The leadership move. Stop letting “tokens will trend to zero” do heavy lifting in your strategy deck. Strike it. Replace it with the assumption that intelligence has economics, and operate as if those economics are real. That one change to the underlying assumption rewires every downstream decision: vendor contracts, headcount choices, architectural commitments, runway math. It also separates you from the leaders who are about to discover that the curve they planned on doesn’t bend the way they were told.
The Bottom Line
The industry has made one confident, repeated, load-bearing claim: tokens trend to zero. That claim doesn’t survive contact with the structural facts of the system producing tokens. Capacity to support cheap, abundant AI isn’t built, and nobody can credibly promise the timeline the forecast requires. The capital underwriting today’s prices is finite. The part of the price curve everyone points at to prove the forecast (the falling middle of the inference chart) has already broken at the frontier, where the workloads that actually matter live.
You don’t need to predict when prices rise.
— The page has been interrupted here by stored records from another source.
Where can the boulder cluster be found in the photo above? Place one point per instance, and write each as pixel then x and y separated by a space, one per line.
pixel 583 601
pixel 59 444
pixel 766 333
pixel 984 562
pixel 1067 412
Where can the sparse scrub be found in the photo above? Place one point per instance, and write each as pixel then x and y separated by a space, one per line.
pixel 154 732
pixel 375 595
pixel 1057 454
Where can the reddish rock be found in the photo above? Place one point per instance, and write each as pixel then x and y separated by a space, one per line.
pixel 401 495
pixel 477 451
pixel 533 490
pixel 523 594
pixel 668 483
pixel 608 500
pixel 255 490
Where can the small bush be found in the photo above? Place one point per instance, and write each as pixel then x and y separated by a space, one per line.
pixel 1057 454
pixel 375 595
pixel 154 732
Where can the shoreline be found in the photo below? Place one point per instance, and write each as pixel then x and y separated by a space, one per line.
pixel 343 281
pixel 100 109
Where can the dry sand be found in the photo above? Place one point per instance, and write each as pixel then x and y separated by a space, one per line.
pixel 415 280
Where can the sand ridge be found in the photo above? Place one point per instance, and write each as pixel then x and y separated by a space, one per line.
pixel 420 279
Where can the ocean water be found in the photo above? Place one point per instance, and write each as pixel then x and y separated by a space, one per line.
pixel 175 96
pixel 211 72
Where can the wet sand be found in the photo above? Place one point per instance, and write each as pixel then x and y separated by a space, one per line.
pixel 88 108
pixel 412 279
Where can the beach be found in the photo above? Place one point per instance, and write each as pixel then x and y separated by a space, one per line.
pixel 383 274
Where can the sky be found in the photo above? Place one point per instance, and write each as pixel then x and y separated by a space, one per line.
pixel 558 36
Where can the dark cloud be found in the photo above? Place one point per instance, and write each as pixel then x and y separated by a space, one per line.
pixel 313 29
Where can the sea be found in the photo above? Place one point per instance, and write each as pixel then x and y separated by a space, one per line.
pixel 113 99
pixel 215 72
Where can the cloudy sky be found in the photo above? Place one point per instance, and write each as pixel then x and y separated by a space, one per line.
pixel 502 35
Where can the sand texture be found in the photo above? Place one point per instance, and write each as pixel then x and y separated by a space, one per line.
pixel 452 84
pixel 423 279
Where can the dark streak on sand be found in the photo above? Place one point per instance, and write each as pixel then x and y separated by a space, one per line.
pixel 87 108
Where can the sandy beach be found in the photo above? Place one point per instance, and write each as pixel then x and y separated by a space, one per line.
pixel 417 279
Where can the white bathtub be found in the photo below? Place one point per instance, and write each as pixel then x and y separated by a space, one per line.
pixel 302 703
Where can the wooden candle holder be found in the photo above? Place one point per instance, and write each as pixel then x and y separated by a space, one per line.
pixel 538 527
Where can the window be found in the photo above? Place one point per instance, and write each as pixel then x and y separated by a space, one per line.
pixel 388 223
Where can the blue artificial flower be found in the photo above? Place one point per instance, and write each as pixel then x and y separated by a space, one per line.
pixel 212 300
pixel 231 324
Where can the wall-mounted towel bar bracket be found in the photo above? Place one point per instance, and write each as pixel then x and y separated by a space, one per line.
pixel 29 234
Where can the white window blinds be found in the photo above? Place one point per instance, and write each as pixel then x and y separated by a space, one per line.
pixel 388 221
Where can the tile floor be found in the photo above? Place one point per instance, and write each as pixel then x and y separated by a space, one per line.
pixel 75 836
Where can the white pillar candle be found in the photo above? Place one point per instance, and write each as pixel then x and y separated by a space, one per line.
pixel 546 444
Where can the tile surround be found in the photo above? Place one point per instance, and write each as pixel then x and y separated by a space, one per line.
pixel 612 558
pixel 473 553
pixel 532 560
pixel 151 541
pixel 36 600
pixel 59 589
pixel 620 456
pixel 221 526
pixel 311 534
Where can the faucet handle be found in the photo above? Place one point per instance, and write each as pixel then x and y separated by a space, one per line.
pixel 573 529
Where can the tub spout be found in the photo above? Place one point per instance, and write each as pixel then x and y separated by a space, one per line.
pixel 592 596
The point is just that the case for them falling to zero is being made on credit, and letting that case do strategic work in your planning is a choice you can stop making.
The leaders who get through the next two years are the ones already pricing intelligence honestly. They’ve built leverage and substitutability into their plans. They refused to commit the organization to a future they couldn’t verify. Forecasts get revised. The leaders who never planned on the unrevised version don’t have to walk anything back.
That’s the math being skipped. The confident people drawing the line to zero aren’t doing it defensibly, and the earnest people planning on top of that line aren’t either. The realistic case is harder to put on a slide and less fun to present. It’s the one I’d bet a 5-year plan against, given the chance.
Most strategy decks I’ve seen this year have the cheap-AI line in them, drawn with confidence, projected out to 2030. Ask the person who drew it where the gigawatts come from. Watch what happens.